Daech a un père: l’Arabie saoudite
Kamel Daoud, déjà visé par une fatwa, estime que “Daesh a une mère : l’invasion de l’Irak. Mais il a aussi un père : l’Arabie saoudite et son industrie idéologique” ; L’écrivain rappelle que le wahhabisme, forme dominante de l’islam sunnite en Arabie saoudite, nourrirait l’idéologie de Daesh: « ce radicalisme messianique né au XVIIIe siècle a l’idée de restaurer un califat fantasmé autour d’un désert, un livre sacré et deux lieux saints, La Mecque et Médine ». S’il y des djihadistes, c’est qu’il y a bien une cause : « Les nouvelles générations extrémistes du monde dit « arabe » ne sont pas nées djihadistes. Elles ont été biberonnées par la Fatwa Valley, espèce de Vatican islamiste avec une vaste industrie produisant théologiens, lois religieuses, livres et politiques éditoriales et médiatiques agressives« .
Daoud explique qu’il faut vivre dans le monde musulman pour comprendre « l’immense pouvoir de transformation des chaînes TV religieuses sur la société par le biais de ses maillons faibles : les ménages, les femmes, les milieux ruraux », qu’il déplore.
L’Arabie saoudite, cible de Daesh ?
Le royaume, impliqué dans la coalition internationale contre Daesh et allié des Etats-Unis, serait tout de même une cible potentielle du groupe terroriste. Le régime de Riyad a par ailleurs condamné les attaques terroristes dont la France a été victime le 13 novembre, « en haut, les pouvoirs politiques présentent leurs condoléances à la France et dénoncent un crime contre l’humanité », ajoute l’écrivain. Pourtant, « il faut lire certains journaux islamistes et leurs réactions aux attaques de Paris. On y parle de l’Occident comme site de « pays impies »; les attentats sont la conséquence d’attaques contre l’Islam ; les musulmans et les arabes sont devenus les ennemis des laïcs et des juifs ».
Il va jusqu’à nommer l’Arabie saoudite de « Daesh blanc », qui reste un allié de l’Occident au sein du Moyen-Orient. « On le préfère à l’Iran, ce Daesh gris ». Kamel Daoud est convaincu qu’on « dénonce le djihadisme comme le mal du siècle mais on ne s’attarde pas sur ce qui l’a créé et le soutient ».

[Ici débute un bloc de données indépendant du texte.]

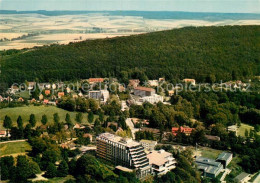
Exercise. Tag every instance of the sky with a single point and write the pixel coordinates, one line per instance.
(223, 6)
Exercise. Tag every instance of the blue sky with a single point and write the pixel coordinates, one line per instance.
(228, 6)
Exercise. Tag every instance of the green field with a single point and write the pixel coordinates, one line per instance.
(14, 148)
(242, 129)
(38, 111)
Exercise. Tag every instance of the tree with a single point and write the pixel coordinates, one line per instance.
(32, 120)
(20, 123)
(63, 169)
(79, 117)
(51, 171)
(90, 117)
(56, 118)
(44, 119)
(7, 123)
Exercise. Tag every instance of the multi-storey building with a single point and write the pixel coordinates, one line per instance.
(123, 151)
(144, 91)
(161, 162)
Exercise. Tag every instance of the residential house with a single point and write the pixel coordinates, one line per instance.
(124, 152)
(47, 92)
(144, 91)
(209, 167)
(60, 94)
(225, 158)
(185, 130)
(101, 95)
(161, 162)
(95, 80)
(3, 133)
(88, 135)
(242, 178)
(190, 81)
(148, 145)
(153, 99)
(133, 83)
(153, 82)
(233, 128)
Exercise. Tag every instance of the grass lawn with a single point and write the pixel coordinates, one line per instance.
(242, 129)
(61, 179)
(14, 148)
(209, 153)
(38, 111)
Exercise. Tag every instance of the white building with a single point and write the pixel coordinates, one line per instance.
(152, 99)
(148, 144)
(101, 95)
(161, 162)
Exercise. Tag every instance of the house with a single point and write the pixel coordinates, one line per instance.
(212, 138)
(148, 145)
(225, 158)
(209, 167)
(88, 135)
(47, 92)
(233, 128)
(153, 99)
(185, 130)
(102, 95)
(14, 89)
(95, 80)
(153, 82)
(133, 83)
(190, 81)
(144, 91)
(161, 162)
(60, 94)
(242, 178)
(41, 97)
(3, 133)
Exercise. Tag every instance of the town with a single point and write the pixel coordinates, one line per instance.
(145, 130)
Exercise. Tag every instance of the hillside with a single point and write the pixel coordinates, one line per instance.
(204, 53)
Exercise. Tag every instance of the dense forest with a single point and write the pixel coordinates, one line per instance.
(223, 53)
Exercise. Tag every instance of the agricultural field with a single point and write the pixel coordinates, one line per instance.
(14, 148)
(26, 111)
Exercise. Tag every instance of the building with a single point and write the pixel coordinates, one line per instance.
(148, 145)
(225, 158)
(3, 133)
(161, 162)
(133, 83)
(209, 167)
(190, 81)
(144, 91)
(153, 82)
(124, 152)
(101, 95)
(185, 130)
(242, 178)
(233, 128)
(153, 99)
(95, 80)
(60, 94)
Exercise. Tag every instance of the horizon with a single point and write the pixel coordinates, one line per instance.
(200, 6)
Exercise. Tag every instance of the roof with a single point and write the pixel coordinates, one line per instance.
(158, 157)
(96, 80)
(144, 89)
(241, 176)
(149, 141)
(224, 156)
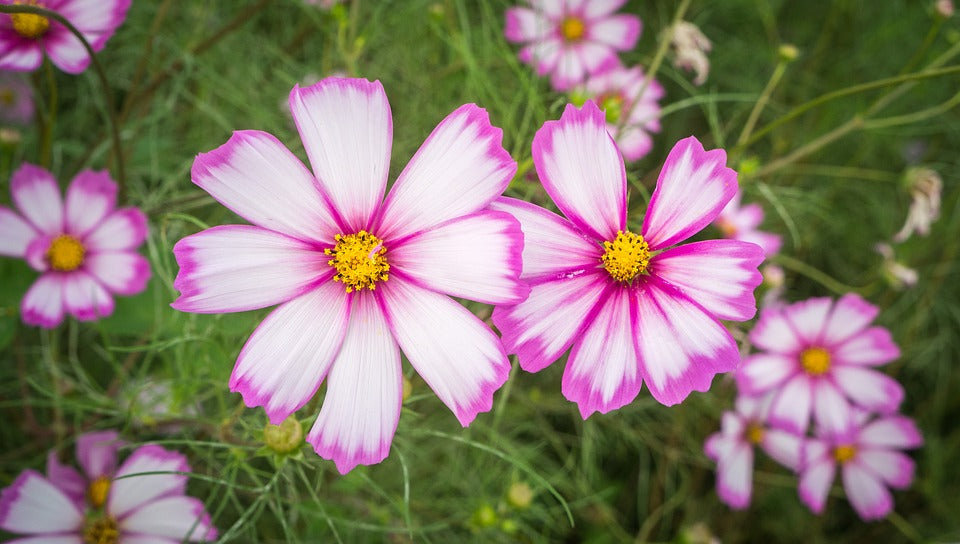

Tout cela mènerait donc à une « situation de schizophrénie totale, parallèle au déni de l’Occident face à l’Arabie Saoudite ». Kamel Daoud conclut: « les attaques à Paris remettent sur le comptoir cette contradiction. Mais comme après le 11 septembre, nous risquons de l’effacer des analyses et des consciences ». Sur France Inter, le Premier ministre Manuel Valls a affirmé que le pouvoir en Arabie saoudite comme au Qatar lutte contre Daesh, « c’est incontestable, et je n’ai pas de raison aujourd’hui de douter de l’engagement de ces deux gouvernements ». En attendant, l’écrivain algérien est convaincu que les racines de Daesh proviennent de l’Arabie Saoudite.